A novel high-throughput method is described that enables the detection and relative quantitation of small RNA and mRNA expression from single bacterial cells using locked nucleic acid probes and flow cytometry-fluorescence in situ hybridization.
Fluorescence in situ hybridization (FISH) is a powerful technique that is used to detect and localize specific nucleic acid sequences in the cellular environment. In order to increase throughput, FISH can be combined with flow cytometry (flow-FISH) to enable the detection of targeted nucleic acid sequences in thousands of individual cells. As a result, flow-FISH offers a distinct advantage over lysate/ensemble-based nucleic acid detection methods because each cell is treated as an independent observation, thereby permitting stronger statistical and variance analyses. These attributes have prompted the use of FISH and flow-FISH methods in a number of different applications and the utility of these methods has been successfully demonstrated in telomere length determination1,2, cellular identification and gene expression3,4, monitoring viral multiplication in infected cells5, and bacterial community analysis and enumeration6.
Traditionally, the specificity of FISH and flow-FISH methods has been imparted by DNA oligonucleotide probes. Recently however, the replacement of DNA oligonucleotide probes with nucleic acid analogs as FISH and flow-FISH probes has increased both the sensitivity and specificity of each technique due to the higher melting temperatures (Tm) of these analogs for natural nucleic acids7,8. Locked nucleic acid (LNA) probes are a type of nucleic acid analog that contain LNA nucleotides spiked throughout a DNA or RNA sequence9,10. When coupled with flow-FISH, LNA probes have previously been shown to outperform conventional DNA probes7,11 and have been successfully used to detect eukaryotic mRNA12 and viral RNA in mammalian cells5.
Here we expand this capability and describe a LNA flow-FISH method which permits the specific detection of RNA in bacterial cells (Figure 1).
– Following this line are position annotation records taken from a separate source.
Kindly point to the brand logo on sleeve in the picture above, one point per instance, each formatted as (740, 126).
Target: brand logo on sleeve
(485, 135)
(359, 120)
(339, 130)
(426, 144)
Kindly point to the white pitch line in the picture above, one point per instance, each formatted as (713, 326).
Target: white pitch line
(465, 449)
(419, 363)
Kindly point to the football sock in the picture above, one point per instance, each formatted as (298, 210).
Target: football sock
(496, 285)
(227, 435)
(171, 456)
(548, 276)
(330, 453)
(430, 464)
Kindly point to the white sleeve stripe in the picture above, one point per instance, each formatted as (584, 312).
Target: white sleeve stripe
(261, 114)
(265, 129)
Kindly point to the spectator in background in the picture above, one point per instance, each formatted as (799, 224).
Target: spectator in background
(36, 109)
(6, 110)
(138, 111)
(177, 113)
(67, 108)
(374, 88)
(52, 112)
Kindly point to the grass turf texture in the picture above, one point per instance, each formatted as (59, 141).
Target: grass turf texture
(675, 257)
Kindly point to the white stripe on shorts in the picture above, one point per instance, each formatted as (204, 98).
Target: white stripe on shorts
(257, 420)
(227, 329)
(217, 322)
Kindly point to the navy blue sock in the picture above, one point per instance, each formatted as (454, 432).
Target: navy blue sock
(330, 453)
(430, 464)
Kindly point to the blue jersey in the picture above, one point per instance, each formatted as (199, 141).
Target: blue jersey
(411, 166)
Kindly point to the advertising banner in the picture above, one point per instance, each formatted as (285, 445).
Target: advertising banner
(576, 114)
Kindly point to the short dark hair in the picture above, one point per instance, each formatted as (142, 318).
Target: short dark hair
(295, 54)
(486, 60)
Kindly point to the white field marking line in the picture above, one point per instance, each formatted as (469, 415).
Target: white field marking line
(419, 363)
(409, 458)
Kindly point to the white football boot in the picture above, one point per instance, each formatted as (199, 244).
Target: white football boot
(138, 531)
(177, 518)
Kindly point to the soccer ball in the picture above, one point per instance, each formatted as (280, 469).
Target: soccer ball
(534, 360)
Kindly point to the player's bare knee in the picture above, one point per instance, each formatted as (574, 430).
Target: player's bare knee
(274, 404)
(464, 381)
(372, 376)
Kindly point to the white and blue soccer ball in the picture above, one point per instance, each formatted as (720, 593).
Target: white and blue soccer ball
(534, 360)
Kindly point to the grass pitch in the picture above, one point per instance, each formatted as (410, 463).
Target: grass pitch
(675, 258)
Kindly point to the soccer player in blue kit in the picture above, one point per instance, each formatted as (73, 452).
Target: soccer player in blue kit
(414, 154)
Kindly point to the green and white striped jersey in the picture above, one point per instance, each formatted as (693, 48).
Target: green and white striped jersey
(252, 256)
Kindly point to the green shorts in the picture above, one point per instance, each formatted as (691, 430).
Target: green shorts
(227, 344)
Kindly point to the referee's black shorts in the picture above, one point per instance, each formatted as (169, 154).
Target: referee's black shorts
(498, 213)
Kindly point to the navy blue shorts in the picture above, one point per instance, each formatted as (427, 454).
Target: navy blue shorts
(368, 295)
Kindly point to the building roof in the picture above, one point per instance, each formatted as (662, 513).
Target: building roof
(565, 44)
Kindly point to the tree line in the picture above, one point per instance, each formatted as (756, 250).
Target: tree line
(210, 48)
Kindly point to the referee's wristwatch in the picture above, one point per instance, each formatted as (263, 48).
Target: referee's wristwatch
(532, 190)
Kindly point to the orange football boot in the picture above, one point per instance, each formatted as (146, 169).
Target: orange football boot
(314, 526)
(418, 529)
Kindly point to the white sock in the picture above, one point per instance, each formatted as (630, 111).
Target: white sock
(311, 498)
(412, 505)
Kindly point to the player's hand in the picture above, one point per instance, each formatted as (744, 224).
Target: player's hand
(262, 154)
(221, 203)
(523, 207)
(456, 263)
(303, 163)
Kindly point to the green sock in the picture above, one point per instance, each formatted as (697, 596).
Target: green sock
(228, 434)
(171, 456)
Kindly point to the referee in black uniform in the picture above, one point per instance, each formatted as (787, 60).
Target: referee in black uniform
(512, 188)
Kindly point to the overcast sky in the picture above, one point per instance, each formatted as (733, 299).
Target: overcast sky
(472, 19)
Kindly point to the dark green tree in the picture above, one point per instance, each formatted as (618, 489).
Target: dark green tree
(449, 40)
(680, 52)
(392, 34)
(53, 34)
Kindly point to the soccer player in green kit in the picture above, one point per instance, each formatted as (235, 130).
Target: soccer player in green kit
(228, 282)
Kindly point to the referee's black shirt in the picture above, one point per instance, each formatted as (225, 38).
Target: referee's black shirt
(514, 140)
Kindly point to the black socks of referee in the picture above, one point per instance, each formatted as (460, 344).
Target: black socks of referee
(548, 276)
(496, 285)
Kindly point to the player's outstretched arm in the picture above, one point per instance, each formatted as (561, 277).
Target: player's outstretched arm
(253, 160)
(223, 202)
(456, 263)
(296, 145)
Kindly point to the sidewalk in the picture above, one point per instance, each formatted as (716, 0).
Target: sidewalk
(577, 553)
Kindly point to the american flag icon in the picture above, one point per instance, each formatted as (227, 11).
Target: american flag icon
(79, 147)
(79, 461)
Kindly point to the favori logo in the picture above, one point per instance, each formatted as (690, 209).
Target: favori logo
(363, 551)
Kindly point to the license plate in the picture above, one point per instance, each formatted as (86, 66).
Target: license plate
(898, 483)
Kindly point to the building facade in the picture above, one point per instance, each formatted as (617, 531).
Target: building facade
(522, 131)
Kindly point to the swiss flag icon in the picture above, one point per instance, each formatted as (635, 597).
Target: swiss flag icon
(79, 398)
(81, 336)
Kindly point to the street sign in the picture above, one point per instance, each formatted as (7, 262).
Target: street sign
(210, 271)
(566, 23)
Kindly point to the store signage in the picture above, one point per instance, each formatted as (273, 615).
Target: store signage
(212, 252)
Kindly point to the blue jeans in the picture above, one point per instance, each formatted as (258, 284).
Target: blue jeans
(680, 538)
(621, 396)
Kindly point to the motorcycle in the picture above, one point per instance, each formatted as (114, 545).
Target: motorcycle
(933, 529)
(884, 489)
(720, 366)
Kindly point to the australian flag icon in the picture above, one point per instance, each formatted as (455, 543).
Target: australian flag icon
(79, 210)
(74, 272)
Specifically, we are interested in the detection of small non-coding regulatory RNA (sRNA) which have garnered considerable interest in the past few years as they have been found to serve as key regulatory elements in many critical cellular processes13. However, there are limited tools to study sRNAs and the challenges of detecting sRNA in bacterial cells is due in part to the relatively small size (typically 50-300 nucleotides in length) and low abundance of sRNA molecules as well as the general difficulty in working with smaller biological cells with varying cellular membranes. In this method, we describe fixation and permeabilzation conditions that preserve the structure of bacterial cells and permit the penetration of LNA probes as well as signal amplification steps which enable the specific detection of low abundance sRNA (Figure 2).
1. LNA probes & experimental design
Solutions
2. Fixation
3. Diethyl pyrocarbonate treatment
4. Permeabilization
5. Hybridization
6. Post-hybridization washes
7. Blocking and staining
8. Representative results
An example of cells that are fixed and permeabilized effectively is shown in the flow cytometry dot plot in Figure 3A. When using the conditions described above for permeabilization, the cell population is small and homogenous indicating few cell aggregates. When higher (5 mg/mL) concentrations of lysozyme are used, cells are more likely to aggregate and show increased forward scatter values, indicative of larger particles (Figure 3B). An example of flow cytometry data from a successful LNA flow-FISH experiment is shown in Figure 4. The histogram demonstrates the specific detection of a target sRNA along with three negative controls. The ‘no dye’ negative control produces the least fluorescence, followed by the ‘no LNA’ and ‘non-expressed sRNA’ negative controls. Finally, the sample with the sRNA-specific LNA probe produces the greatest fluorescence. Once the method and LNA probes are validated in this manner, additional experiments can be designed to monitor changes in the sRNA signal over time, in response to mutations or varied culture conditions, etc.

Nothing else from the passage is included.